Course pages 2018–19

Machine Learning and Real-world Data

Examinability of material for MLRD

All material which is examinable can be found in the slides, in the ticks or in the additional notes. This material is all linked from the Moodle site. The slides, practical notes and additional notes are also available from this page. Materials will become available shortly before each session.

In some cases, students are asked to read additional material, such as some parts of the Easley and Kleinberg textbook. This is explicitly noted on the slides where the concepts are examinable.

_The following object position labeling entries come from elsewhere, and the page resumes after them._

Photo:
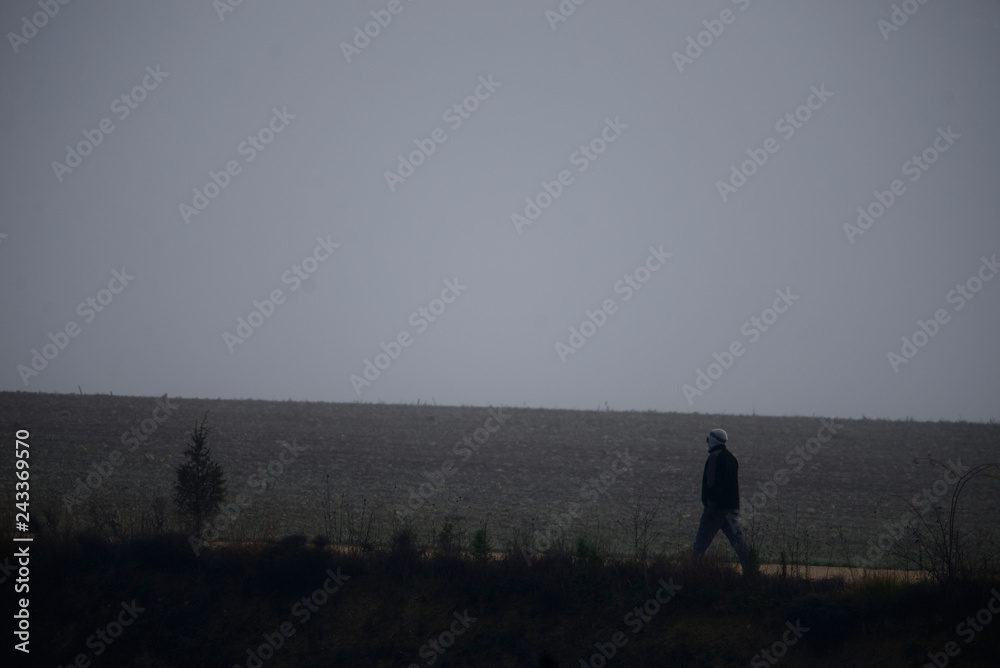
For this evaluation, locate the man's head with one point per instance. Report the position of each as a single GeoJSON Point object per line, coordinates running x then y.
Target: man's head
{"type": "Point", "coordinates": [716, 438]}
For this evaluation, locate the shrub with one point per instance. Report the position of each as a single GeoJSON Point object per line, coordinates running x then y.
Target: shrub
{"type": "Point", "coordinates": [587, 551]}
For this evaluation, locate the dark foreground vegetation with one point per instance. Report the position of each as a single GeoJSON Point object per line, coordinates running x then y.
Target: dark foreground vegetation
{"type": "Point", "coordinates": [296, 602]}
{"type": "Point", "coordinates": [173, 532]}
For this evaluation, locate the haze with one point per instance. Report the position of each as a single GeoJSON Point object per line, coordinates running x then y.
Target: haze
{"type": "Point", "coordinates": [683, 188]}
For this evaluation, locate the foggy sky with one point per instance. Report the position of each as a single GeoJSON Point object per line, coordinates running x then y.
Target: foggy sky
{"type": "Point", "coordinates": [550, 92]}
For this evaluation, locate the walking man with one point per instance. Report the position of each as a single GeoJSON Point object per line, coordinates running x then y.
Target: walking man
{"type": "Point", "coordinates": [720, 495]}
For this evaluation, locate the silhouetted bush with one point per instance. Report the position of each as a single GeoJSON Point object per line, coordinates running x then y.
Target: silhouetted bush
{"type": "Point", "coordinates": [828, 620]}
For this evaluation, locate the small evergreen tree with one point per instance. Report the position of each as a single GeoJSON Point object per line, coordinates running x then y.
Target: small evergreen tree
{"type": "Point", "coordinates": [200, 488]}
{"type": "Point", "coordinates": [482, 544]}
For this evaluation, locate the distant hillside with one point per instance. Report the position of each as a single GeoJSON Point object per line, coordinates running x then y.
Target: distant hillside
{"type": "Point", "coordinates": [529, 465]}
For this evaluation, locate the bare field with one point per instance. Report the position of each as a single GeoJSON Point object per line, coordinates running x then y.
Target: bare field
{"type": "Point", "coordinates": [533, 464]}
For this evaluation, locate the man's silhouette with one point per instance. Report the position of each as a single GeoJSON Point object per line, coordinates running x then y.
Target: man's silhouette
{"type": "Point", "coordinates": [720, 496]}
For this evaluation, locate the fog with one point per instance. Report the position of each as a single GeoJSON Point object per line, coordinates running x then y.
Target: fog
{"type": "Point", "coordinates": [787, 208]}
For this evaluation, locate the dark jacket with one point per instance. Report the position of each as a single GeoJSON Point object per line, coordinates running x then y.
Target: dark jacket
{"type": "Point", "coordinates": [720, 487]}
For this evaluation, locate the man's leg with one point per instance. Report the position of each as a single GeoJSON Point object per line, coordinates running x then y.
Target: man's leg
{"type": "Point", "coordinates": [731, 528]}
{"type": "Point", "coordinates": [707, 529]}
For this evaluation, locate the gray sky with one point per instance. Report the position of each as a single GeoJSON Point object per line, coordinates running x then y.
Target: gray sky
{"type": "Point", "coordinates": [644, 127]}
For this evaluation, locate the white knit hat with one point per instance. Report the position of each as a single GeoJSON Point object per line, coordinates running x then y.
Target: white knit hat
{"type": "Point", "coordinates": [717, 437]}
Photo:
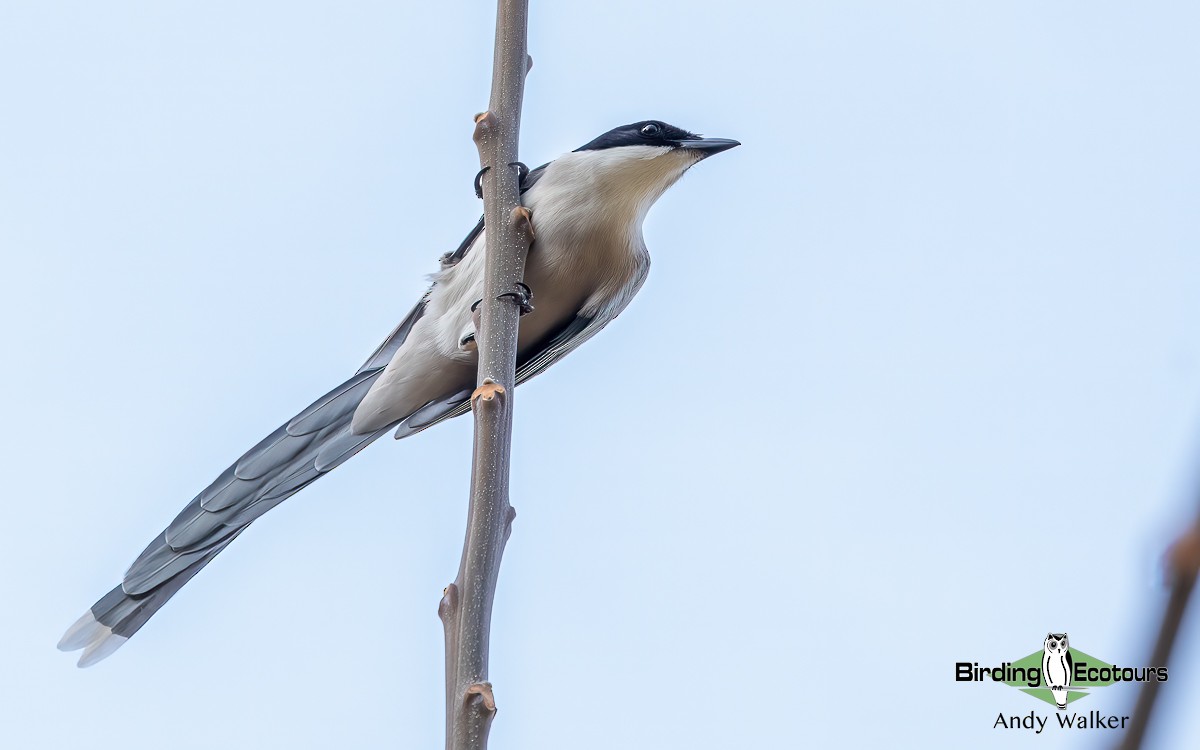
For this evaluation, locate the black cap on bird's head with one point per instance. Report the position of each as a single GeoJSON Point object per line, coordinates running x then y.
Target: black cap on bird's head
{"type": "Point", "coordinates": [658, 133]}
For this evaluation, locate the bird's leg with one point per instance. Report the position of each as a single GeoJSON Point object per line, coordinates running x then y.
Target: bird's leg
{"type": "Point", "coordinates": [522, 297]}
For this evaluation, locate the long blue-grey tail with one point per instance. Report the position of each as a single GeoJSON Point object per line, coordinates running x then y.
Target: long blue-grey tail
{"type": "Point", "coordinates": [306, 448]}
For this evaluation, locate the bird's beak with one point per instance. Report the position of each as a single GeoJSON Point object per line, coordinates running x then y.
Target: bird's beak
{"type": "Point", "coordinates": [707, 147]}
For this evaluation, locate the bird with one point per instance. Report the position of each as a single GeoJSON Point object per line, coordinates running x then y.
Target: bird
{"type": "Point", "coordinates": [587, 261]}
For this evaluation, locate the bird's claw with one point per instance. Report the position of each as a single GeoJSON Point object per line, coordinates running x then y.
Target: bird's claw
{"type": "Point", "coordinates": [522, 173]}
{"type": "Point", "coordinates": [479, 183]}
{"type": "Point", "coordinates": [522, 297]}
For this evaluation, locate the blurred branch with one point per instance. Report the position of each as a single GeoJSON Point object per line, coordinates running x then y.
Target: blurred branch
{"type": "Point", "coordinates": [1182, 564]}
{"type": "Point", "coordinates": [466, 609]}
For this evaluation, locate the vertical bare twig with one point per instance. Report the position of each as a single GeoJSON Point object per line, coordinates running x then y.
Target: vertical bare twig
{"type": "Point", "coordinates": [1182, 564]}
{"type": "Point", "coordinates": [466, 609]}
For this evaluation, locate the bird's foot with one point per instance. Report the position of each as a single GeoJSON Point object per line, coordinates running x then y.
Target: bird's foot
{"type": "Point", "coordinates": [522, 173]}
{"type": "Point", "coordinates": [479, 183]}
{"type": "Point", "coordinates": [522, 298]}
{"type": "Point", "coordinates": [487, 391]}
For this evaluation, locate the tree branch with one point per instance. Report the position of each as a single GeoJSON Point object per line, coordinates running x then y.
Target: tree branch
{"type": "Point", "coordinates": [1182, 565]}
{"type": "Point", "coordinates": [466, 607]}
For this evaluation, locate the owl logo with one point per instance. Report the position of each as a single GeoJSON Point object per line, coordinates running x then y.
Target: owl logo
{"type": "Point", "coordinates": [1057, 666]}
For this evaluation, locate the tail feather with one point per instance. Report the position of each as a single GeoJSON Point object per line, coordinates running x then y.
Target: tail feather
{"type": "Point", "coordinates": [309, 447]}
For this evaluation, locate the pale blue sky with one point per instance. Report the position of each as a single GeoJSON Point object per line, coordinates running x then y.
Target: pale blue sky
{"type": "Point", "coordinates": [915, 379]}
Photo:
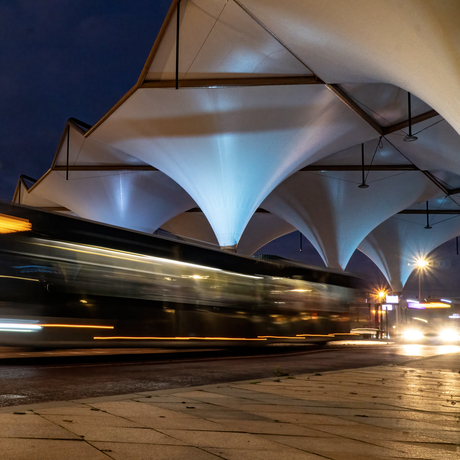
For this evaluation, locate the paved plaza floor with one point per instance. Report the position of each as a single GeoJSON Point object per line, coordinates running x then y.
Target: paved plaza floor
{"type": "Point", "coordinates": [384, 412]}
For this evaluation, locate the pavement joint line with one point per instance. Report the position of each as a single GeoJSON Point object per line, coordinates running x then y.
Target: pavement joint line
{"type": "Point", "coordinates": [169, 391]}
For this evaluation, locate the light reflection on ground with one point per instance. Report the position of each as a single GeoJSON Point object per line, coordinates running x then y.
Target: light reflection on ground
{"type": "Point", "coordinates": [426, 350]}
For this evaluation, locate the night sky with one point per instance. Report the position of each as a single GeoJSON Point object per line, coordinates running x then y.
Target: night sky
{"type": "Point", "coordinates": [62, 59]}
{"type": "Point", "coordinates": [77, 58]}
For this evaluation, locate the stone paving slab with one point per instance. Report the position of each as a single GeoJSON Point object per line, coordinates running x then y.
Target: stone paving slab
{"type": "Point", "coordinates": [383, 412]}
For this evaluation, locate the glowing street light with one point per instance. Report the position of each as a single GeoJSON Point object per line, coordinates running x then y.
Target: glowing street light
{"type": "Point", "coordinates": [422, 264]}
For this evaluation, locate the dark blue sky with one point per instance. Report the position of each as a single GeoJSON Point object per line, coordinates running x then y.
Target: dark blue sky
{"type": "Point", "coordinates": [77, 58]}
{"type": "Point", "coordinates": [62, 59]}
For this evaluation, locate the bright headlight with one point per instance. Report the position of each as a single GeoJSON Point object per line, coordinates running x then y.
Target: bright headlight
{"type": "Point", "coordinates": [412, 334]}
{"type": "Point", "coordinates": [449, 335]}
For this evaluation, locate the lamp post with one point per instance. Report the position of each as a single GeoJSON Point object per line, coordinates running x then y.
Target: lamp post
{"type": "Point", "coordinates": [421, 264]}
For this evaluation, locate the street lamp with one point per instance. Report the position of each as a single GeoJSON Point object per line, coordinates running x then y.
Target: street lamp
{"type": "Point", "coordinates": [421, 264]}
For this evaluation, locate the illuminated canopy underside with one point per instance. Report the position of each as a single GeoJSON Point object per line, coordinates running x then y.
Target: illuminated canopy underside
{"type": "Point", "coordinates": [274, 100]}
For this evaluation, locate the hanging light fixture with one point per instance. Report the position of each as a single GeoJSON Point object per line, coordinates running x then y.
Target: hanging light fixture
{"type": "Point", "coordinates": [409, 137]}
{"type": "Point", "coordinates": [363, 184]}
{"type": "Point", "coordinates": [427, 217]}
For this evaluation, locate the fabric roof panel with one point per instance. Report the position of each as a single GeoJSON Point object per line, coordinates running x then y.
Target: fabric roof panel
{"type": "Point", "coordinates": [219, 39]}
{"type": "Point", "coordinates": [229, 147]}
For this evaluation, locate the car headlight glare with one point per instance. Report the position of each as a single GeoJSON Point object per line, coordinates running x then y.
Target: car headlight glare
{"type": "Point", "coordinates": [412, 334]}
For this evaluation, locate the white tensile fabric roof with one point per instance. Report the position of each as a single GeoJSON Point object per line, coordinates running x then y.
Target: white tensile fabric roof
{"type": "Point", "coordinates": [247, 105]}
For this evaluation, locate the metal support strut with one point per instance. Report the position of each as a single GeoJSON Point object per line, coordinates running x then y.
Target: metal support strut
{"type": "Point", "coordinates": [68, 144]}
{"type": "Point", "coordinates": [363, 184]}
{"type": "Point", "coordinates": [177, 44]}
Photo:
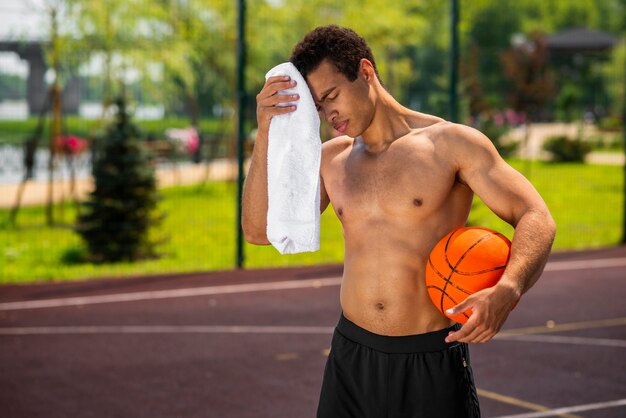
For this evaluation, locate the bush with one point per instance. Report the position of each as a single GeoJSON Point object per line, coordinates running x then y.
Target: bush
{"type": "Point", "coordinates": [120, 211]}
{"type": "Point", "coordinates": [565, 149]}
{"type": "Point", "coordinates": [611, 123]}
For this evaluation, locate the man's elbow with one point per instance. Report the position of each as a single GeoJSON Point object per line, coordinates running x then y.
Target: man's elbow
{"type": "Point", "coordinates": [255, 236]}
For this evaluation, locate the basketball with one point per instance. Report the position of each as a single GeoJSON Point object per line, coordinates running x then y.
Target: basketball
{"type": "Point", "coordinates": [462, 263]}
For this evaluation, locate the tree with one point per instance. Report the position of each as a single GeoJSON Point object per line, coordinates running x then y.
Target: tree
{"type": "Point", "coordinates": [120, 211]}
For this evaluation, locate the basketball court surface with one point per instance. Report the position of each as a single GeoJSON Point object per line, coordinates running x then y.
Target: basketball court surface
{"type": "Point", "coordinates": [250, 344]}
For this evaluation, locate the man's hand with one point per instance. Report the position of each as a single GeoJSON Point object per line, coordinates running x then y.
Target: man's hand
{"type": "Point", "coordinates": [490, 308]}
{"type": "Point", "coordinates": [268, 101]}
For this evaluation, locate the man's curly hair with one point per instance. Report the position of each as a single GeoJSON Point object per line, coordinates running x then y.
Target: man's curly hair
{"type": "Point", "coordinates": [341, 46]}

Of course, it may also be necessary for students to read additional material in order to fully understand the material presented: you should ask your supervisor for help if you think this applies to you and are uncertain about what to read.

It is not necessary to do the starred ticks for the exams. However, looking at the material for the starred ticks may well help you understand material more thoroughly.

Material introduced in catch up session lectures is not examinable.

For fairness, the lecturers will not answer any individual questions about whether material is or is not examinable.

Supervision Questions

There are 4 question sets here.

Course Outline

The main teaching for the course is being done via Moodle. However, various material is also available via this site. pdf versions of all notes are available here, for ease of printing.

The course has 16 sessions. Each session will have a short introductory lecture, followed by a two hour practical session. For most of these practical sessions, there is a `task' (with associated tick), but there are 4 sessions which are purely for catch up.

Students are expected to attend the practical sessions in the Intel lab, but may skip the catch up sessions if they have completed the work and obtained all their ticks up to that point.

The schedule may change in response to events, but any such changes will be announced on the Moodle forum.

Topic One: Statistical classification (7 sessions)

Session 1: Introduction to sentiment classification
Session 2: Naive Bayes Classifier
Session 3: Statistical laws of language
Session 4: Statistical testing
Session 5: Overtraining and cross-validation
Session 6: Uncertainty and human agreement
Session 7: Catch up 1 : Quick introduction to some other classifers
- Slides

Topic Two: Hidden Markov Models (4 sessions)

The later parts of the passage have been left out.